Search code examples
bashawkgrepduplicatescompare

Remove only exact number of repeat matches between two files


I want to get the remaining difference between two files that have redundant entries.

File1.txt:

Data1
Data1
Data2
Data2
Data3
Data3
Data3
Data3
Data4
Data5
Data6
Data6

and

File2.txt:

Data1
Data2
Data2
Data3
Data3
Data4
Data5
Data6

Finalfile.txt:

Data1
Data3
Data3
Data6

In other words: if an entry shows up n times in file 1 and m times in file 2 then, the final file should contain the n-m entries.
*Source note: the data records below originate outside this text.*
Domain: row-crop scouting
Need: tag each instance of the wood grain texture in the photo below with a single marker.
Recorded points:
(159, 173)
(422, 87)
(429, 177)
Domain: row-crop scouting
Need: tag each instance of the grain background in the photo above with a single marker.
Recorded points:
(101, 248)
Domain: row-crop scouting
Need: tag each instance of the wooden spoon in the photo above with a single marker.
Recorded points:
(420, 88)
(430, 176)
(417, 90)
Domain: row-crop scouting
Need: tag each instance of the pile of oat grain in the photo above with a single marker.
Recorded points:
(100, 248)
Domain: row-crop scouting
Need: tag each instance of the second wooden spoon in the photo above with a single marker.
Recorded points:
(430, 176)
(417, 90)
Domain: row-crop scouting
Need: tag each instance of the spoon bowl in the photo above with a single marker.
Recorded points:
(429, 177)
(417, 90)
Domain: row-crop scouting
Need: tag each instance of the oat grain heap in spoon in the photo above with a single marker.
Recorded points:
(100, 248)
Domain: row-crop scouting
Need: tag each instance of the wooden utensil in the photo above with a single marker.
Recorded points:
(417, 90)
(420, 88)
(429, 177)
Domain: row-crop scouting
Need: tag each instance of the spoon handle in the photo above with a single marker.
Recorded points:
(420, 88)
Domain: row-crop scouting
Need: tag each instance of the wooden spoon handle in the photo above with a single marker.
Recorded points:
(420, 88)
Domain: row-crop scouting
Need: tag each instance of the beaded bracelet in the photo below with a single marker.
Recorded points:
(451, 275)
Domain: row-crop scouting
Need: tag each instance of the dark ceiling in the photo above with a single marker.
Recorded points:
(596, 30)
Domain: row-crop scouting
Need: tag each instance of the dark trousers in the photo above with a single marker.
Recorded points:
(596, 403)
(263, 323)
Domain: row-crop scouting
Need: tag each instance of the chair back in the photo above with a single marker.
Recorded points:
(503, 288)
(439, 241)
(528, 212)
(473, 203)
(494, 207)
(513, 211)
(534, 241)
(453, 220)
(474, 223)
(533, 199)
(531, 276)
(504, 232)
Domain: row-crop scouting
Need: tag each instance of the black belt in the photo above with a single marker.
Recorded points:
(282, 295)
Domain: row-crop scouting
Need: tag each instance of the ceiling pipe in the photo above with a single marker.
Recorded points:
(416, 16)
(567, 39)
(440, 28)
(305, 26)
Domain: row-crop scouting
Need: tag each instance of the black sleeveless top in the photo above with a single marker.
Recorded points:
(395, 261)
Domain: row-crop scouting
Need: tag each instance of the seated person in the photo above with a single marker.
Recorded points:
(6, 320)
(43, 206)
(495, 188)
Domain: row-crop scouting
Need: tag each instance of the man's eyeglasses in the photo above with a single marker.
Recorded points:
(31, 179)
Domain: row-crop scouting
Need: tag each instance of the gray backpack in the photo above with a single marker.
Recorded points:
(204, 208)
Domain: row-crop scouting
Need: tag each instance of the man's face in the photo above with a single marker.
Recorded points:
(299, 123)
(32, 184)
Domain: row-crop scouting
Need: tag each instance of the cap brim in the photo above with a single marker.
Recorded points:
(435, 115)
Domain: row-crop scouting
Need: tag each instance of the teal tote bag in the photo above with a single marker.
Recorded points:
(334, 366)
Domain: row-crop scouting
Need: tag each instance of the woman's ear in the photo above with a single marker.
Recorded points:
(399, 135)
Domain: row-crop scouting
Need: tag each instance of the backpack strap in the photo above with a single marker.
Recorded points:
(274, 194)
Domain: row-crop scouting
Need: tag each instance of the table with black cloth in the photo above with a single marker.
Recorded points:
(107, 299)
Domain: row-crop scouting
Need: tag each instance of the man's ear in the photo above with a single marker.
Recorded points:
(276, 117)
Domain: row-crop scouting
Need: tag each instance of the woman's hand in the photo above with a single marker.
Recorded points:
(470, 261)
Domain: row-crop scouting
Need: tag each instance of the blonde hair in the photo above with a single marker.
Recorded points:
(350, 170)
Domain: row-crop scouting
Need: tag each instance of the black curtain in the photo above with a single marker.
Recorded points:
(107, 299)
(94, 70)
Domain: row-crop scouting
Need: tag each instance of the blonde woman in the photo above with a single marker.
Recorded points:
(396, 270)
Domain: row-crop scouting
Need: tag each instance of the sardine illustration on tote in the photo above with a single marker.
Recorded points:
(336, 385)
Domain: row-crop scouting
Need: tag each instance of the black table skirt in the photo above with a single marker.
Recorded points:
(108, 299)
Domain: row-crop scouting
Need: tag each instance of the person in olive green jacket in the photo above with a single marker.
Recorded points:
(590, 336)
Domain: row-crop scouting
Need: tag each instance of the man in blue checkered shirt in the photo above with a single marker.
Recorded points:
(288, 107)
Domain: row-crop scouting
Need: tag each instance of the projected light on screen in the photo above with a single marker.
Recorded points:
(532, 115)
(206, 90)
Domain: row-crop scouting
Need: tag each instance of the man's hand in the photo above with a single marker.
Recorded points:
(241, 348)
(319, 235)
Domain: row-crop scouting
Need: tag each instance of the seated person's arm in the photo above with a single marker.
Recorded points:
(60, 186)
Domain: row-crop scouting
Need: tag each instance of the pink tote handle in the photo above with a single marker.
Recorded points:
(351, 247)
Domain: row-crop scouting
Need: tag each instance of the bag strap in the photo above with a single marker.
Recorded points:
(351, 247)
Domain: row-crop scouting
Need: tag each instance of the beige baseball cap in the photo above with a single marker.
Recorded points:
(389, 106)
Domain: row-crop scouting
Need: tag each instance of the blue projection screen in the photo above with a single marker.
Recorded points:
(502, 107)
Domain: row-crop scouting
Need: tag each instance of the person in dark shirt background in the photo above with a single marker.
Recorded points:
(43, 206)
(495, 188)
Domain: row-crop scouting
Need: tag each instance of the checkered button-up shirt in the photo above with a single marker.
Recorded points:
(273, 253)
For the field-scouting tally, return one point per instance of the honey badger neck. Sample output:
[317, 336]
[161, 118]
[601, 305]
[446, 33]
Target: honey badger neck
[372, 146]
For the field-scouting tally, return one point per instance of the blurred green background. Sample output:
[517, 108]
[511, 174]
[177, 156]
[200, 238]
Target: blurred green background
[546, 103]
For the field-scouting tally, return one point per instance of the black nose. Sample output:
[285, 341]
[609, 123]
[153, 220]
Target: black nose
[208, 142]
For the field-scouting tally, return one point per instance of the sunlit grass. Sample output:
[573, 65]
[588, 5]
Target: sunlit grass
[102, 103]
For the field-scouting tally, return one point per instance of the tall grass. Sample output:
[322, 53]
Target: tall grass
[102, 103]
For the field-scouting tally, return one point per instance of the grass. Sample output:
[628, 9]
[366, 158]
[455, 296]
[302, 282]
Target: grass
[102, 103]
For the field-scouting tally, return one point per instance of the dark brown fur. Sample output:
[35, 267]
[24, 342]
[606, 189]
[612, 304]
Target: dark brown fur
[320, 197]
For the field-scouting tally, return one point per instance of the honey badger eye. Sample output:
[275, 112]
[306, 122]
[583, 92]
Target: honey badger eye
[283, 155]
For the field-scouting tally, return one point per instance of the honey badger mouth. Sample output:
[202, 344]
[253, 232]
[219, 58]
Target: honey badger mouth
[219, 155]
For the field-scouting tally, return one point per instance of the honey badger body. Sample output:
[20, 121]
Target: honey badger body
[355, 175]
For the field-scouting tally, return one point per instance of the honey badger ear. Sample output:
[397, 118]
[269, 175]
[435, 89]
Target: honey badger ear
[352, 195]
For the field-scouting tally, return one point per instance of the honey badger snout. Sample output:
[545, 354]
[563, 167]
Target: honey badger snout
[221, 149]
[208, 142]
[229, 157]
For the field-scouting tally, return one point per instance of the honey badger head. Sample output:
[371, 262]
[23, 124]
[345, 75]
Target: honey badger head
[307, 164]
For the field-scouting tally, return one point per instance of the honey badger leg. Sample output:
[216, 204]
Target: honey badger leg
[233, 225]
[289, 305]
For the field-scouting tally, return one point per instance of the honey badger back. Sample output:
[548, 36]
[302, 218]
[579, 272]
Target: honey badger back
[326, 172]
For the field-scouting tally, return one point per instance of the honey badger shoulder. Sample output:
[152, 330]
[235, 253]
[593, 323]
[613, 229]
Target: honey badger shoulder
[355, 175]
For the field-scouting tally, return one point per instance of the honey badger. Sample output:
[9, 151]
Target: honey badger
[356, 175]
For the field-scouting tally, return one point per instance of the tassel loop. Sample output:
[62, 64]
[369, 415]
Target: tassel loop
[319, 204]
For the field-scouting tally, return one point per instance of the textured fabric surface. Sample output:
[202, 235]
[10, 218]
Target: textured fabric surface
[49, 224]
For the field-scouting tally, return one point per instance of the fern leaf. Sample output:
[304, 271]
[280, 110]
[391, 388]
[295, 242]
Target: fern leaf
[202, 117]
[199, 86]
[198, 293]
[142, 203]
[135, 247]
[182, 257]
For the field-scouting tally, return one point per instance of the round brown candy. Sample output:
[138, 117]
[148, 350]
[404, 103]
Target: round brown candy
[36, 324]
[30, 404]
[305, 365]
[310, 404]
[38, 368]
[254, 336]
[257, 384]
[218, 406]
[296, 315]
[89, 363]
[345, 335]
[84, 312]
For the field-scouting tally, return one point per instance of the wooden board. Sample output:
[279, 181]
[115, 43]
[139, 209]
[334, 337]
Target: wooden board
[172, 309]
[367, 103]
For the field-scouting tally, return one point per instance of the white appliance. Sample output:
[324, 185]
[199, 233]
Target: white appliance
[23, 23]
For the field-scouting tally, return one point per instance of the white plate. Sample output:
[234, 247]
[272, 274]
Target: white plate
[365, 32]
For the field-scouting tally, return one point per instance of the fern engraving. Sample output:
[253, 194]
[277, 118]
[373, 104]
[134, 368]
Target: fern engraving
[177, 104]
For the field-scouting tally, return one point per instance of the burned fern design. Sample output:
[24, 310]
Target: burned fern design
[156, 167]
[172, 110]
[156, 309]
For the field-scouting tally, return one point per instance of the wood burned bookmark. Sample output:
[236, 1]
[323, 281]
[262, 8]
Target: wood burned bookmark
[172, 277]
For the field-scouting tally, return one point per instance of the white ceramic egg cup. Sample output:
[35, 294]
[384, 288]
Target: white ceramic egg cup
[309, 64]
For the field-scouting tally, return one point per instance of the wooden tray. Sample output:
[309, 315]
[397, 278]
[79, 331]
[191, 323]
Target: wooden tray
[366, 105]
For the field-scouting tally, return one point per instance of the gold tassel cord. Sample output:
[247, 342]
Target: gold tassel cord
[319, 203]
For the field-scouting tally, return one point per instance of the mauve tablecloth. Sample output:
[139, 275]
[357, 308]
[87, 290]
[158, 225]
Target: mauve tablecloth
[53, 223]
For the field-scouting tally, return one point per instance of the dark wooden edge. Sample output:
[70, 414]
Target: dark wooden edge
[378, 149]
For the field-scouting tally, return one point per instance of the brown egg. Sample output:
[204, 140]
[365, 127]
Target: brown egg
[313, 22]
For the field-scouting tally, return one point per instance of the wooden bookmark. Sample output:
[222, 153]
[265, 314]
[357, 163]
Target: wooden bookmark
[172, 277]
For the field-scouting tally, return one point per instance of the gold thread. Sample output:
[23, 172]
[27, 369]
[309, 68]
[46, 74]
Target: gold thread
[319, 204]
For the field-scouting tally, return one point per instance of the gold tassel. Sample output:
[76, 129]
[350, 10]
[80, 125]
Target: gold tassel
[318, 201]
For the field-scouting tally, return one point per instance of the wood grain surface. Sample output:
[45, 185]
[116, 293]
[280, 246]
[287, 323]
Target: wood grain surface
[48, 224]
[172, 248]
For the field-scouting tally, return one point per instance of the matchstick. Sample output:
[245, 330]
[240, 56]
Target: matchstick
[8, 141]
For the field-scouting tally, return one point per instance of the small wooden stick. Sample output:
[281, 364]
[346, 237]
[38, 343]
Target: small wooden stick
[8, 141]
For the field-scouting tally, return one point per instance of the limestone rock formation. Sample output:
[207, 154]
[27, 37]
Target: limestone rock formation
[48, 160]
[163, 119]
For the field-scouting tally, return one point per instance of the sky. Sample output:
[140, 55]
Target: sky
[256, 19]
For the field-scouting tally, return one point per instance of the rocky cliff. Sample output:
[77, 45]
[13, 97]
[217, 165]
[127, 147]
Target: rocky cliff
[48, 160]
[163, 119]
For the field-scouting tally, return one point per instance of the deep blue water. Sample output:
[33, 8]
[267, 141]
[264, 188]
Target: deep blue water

Ie: See there are four entries of Data3 in File1.txt and only two entries in File2.txt, therefore the Finalfile.txt has 2 occurances of Data3.

I've tried:

grep -v -f File1.txt File2.txt > Finalfile.txt

but it give the absolute differences.


Solution

  • You may use this 2 pass awk solution:

    awk '
    NR == FNR {
       ++fq[$1]
       next
    }
    {
       --fq[$1]
    }
    END {
       for (s in fq)
          for (i = 1; i <= fq[s]; ++i)
             print s
    }' file1 file2
    
    Data1
    Data3
    Data3
    Data6